Ritorno ai voucher per garantire flessibilità alle imprese

Fini Cristiano

Cristiano Fini, presidente Cia Emilia Romagna

Il ricorso alla mano d’opera per la raccolta della frutta, e comunque per i lavori agricoli in generale, è sempre più problematica e non riguarda solo il personale di nazionalità italiana, ma è altrettanto difficile reperire operai agricoli stranieri

Le aziende emiliano romagnole nella voce ‘costo del lavoro’ non possono competere con nazioni europee, come ad esempio la Spagna, che ha oneri sui dipendenti che incidono dell’11% contro il 23 di quelli italiani.

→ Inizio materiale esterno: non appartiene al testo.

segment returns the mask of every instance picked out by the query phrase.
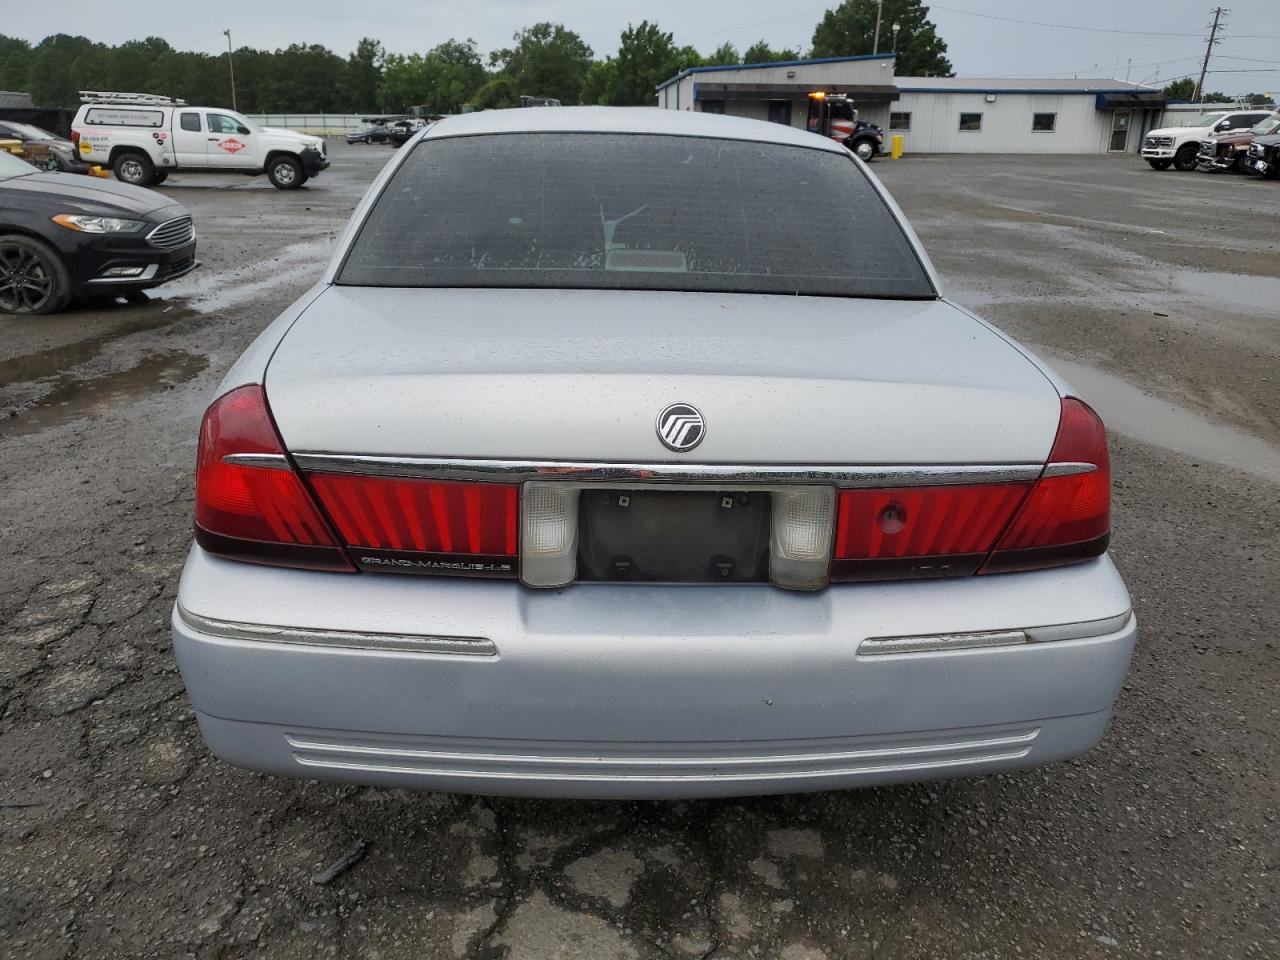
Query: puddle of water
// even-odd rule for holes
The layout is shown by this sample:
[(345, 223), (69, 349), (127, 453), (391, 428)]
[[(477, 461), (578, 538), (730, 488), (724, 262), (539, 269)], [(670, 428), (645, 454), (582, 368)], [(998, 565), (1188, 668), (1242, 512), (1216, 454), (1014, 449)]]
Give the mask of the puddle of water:
[(82, 379), (62, 374), (48, 393), (17, 416), (0, 418), (0, 438), (21, 437), (127, 400), (153, 393), (163, 387), (185, 383), (209, 365), (206, 357), (182, 350), (168, 350), (143, 357), (128, 370)]
[(1267, 313), (1274, 313), (1280, 304), (1280, 277), (1181, 270), (1174, 275), (1173, 282), (1183, 293), (1208, 303), (1226, 303)]
[(1280, 447), (1157, 400), (1094, 367), (1057, 358), (1051, 362), (1117, 433), (1280, 483)]
[(47, 350), (39, 350), (35, 353), (23, 354), (19, 357), (0, 360), (0, 387), (10, 386), (15, 383), (30, 383), (46, 377), (61, 376), (72, 367), (77, 367), (92, 360), (109, 342), (120, 340), (135, 333), (156, 330), (190, 316), (187, 311), (180, 310), (174, 306), (169, 306), (168, 308), (157, 307), (152, 310), (147, 307), (139, 308), (137, 306), (126, 307), (121, 305), (118, 316), (122, 319), (129, 315), (125, 311), (132, 312), (142, 309), (147, 312), (141, 317), (120, 323), (116, 322), (117, 317), (109, 312), (112, 309), (114, 308), (98, 307), (91, 310), (76, 310), (63, 313), (56, 317), (41, 317), (40, 319), (46, 324), (72, 324), (81, 331), (88, 327), (86, 321), (93, 323), (94, 327), (91, 335), (85, 339), (76, 340), (73, 343), (63, 344), (58, 347), (50, 347)]
[(197, 270), (156, 293), (166, 299), (184, 300), (201, 313), (225, 310), (286, 283), (319, 279), (335, 242), (334, 237), (319, 237), (285, 247), (276, 260), (234, 270)]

In una annata agraria difficile come quella in corso, con prezzi della frutta – albicocche in primis – che non coprono i costi produttivi questo handicap si fa sentire ancora di più. Già è difficile programmare le raccolte a causa di una offerta di personale scarsa che non si limita solamente a lavoratori italiani, ma è pure complicato trovare disponibilità in quelli stranieri. Il Governo deve quindi garantire flussi migratori commisurati alle esigenze dell’agricoltura, proprio per sopperire alla mancanza di mano d’opera nazionale disposta a lavorare in campagna.

Ci sono poi problematiche nel fare ricorso a lavoratori stranieri, anche per le difficoltà nell’affrontare trasferte lunghe. Occorre dare loro certezze di lavoro durature, almeno due o tre mesi, ma non sempre le aziende sono in grado di garantire occupazione per un periodo lungo, a causa anche della volatilità dei mercati. Se un prodotto ha basse quotazioni l’imprenditore può anche decidere di interrompere la raccolta perché diventa antieconomica.
Inoltre, mancano gli strumenti contrattuali adeguati e si può ipotizzare il ricorso ad agenzie interinali specializzate in grado di gestire personale idoneo ai bisogni delle imprese.

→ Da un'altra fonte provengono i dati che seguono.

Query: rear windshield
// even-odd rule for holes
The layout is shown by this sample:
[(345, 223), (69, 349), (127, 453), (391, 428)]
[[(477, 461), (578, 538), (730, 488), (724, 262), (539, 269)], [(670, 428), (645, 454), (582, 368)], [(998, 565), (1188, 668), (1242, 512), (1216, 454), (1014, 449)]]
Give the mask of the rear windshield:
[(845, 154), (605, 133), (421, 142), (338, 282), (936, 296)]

Andrebbero anche reintrodotti i voucher, strumento che ha garantito una flessibilità di cui le aziende agricole avevano – e che tuttora hanno – bisogno. Una norma specifica, quindi per dare buone risposte al mondo agricolo.
I costi del lavoro sono più alti in Italia rispetto ad altri Paesi europei con vocazione ortofrutticola come la Spagna: un dipendente costa 4.000 euro in meno all’anno solo di oneri contributivi rispetto l’Italia, quindi andrebbero quanto meno ‘allineati’ con altre realtà europee. Il tema attuale del salario minimo obbligatorio, poi, va affrontato con prudenza: la trattativa in questo campo va intrapresa solamente se si abbassano i costi del lavoro. L’imprenditore deve inoltre sostenere anche quelli legati alla formazione dei dipendenti.

La normativa sulla sicurezza del lavoro impone, infatti, una serie di attività corsuali finalizzate all’ottenimento di abilitazioni all’uso dei fitofarmaci e dei mezzi agricoli sul personale stagionale. Sono azioni positive e necessarie a tutela del lavoratore, che impegnano l’imprenditore anche economicamente su questo versante, consapevole di correre il rischio di non avere la certezza l’anno successivo di poter contare sulla stessa figura professionale.